Quality Measures That Don’t Matter: The Case Against Influenza and Pnemococcal Vaccination Rate Measures

It struck me today as was listening to the radio and reviewing an email summary of articles that I get every day that 2 “quality” measures that I am held accountable for don’t really help much. I am talking about this year’s influenza vaccine and the pneumococcal vaccine.

Lets start with the influenza vaccine. Where I practice I am supposed to make at least 79% of my patients over age 65 yrs of age take the vaccine. This doesn’t sound too bad right? Why shouldn’t it be 100%? Well the problem this year is that the influenza vaccine mostly sucks in this age group….per the CDC its only 9% effective in persons 65 yrs of age and older . (http://www.cdc.gov/MMWR/preview/mmwrhtml/mm6207a2.htm?s_cid=mm6207a2_w)

What about the pneumococcal vaccine? It should really help people right? I am supposed to make 95% of my patients take this vaccine. Well it kind a sucks also per Moberley S, Holden J, Tatham DP, et al. Vaccines for preventing pneumococcal infection in adults. Cochrane Database Syst Rev. 2012 Jun 22;1:CD000422. DOI: 10.1002/14651858.CD000422.pub3. This well done Cochrane review found that invasive pneumococcal disease was prevented by the vaccine but not pneumonia or mortality.
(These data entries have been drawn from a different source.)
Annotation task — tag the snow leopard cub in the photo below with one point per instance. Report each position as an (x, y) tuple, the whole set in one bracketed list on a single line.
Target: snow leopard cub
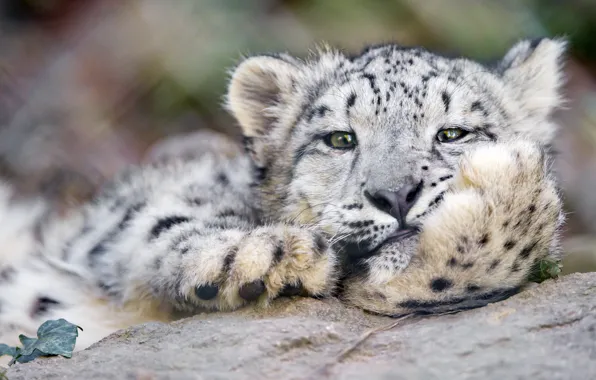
[(398, 179)]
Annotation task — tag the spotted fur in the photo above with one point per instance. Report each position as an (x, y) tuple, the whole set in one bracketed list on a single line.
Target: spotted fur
[(399, 223)]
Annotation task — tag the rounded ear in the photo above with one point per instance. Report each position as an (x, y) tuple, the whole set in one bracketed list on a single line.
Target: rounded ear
[(259, 85), (533, 70)]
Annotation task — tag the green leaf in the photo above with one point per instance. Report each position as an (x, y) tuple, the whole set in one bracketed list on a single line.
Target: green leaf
[(545, 269), (54, 337), (7, 350)]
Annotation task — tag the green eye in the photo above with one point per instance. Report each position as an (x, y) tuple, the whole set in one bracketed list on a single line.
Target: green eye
[(341, 140), (451, 134)]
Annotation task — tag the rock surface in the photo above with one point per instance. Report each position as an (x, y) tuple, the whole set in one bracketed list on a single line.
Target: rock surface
[(546, 332)]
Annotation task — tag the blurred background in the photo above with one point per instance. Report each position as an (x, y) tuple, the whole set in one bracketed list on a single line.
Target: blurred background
[(90, 86)]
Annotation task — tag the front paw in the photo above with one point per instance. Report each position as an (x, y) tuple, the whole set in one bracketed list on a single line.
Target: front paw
[(270, 262)]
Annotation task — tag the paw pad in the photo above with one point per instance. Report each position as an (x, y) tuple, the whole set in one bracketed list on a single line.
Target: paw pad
[(207, 292), (291, 290), (252, 290)]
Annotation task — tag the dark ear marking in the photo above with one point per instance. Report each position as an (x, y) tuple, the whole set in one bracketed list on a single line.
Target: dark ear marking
[(446, 100), (440, 284), (166, 223)]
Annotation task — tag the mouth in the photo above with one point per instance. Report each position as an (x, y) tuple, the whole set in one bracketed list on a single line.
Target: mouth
[(360, 250), (402, 234)]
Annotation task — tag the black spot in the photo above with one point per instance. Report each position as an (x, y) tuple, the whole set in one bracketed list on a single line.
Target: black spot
[(157, 262), (320, 243), (446, 100), (291, 290), (525, 253), (42, 305), (6, 274), (495, 263), (322, 110), (207, 292), (440, 284), (509, 244), (229, 259), (195, 201), (165, 224), (223, 179), (485, 129), (351, 100), (515, 267), (252, 290), (98, 249), (476, 106), (227, 213), (483, 240), (278, 253)]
So all it really prevents is bacteremia if you get pneumococcal pneumonia but it actually doesn’t prevent pneumonia. Somewhat of a misnamed vaccine if you ask me.
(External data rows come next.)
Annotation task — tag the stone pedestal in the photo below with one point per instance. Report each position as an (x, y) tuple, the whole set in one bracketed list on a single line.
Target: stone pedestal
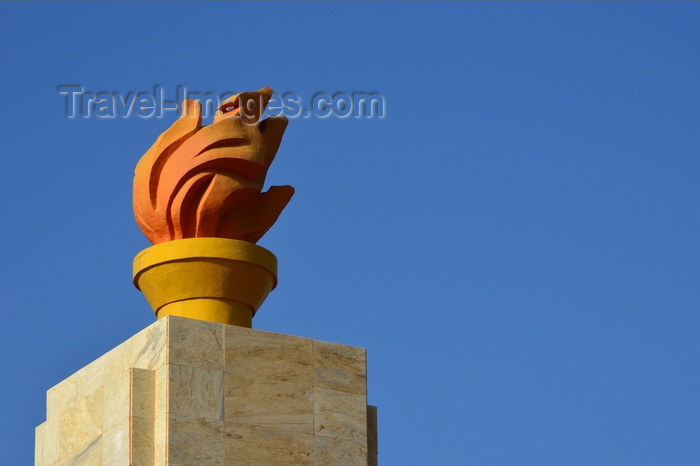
[(189, 392)]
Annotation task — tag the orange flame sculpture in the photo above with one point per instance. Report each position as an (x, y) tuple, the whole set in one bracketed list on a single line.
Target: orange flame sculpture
[(199, 181), (198, 198)]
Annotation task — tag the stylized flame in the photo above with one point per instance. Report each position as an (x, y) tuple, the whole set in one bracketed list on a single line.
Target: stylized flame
[(206, 181)]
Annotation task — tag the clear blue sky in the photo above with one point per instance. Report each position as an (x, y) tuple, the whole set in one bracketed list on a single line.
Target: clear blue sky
[(515, 243)]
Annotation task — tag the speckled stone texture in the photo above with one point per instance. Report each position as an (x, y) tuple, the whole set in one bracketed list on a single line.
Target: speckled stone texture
[(187, 392)]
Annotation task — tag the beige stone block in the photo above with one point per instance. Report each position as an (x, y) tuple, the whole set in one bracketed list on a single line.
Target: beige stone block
[(142, 416), (330, 451), (195, 442), (142, 440), (195, 343), (270, 403), (142, 395), (115, 445), (81, 422), (116, 400), (340, 415), (146, 350), (195, 393), (160, 446), (160, 395), (88, 454), (255, 445), (46, 444), (266, 355), (61, 395), (372, 437), (340, 367)]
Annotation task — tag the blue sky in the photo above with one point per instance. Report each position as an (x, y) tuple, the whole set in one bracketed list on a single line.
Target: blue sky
[(515, 243)]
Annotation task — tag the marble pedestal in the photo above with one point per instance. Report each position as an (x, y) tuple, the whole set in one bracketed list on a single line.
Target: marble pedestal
[(189, 392)]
There is little benefit of these 2 vaccines but yet I am supposed to recommend them to my patients. I don’t have great vaccination rates in my patients. Maybe I won’t feel so bad about that any longer. The policy wonks who make up these rules need to look at the data and measure what’s important. Unfortunately they don’t. They are mired in their measurement mentality without the benefit of an intellect.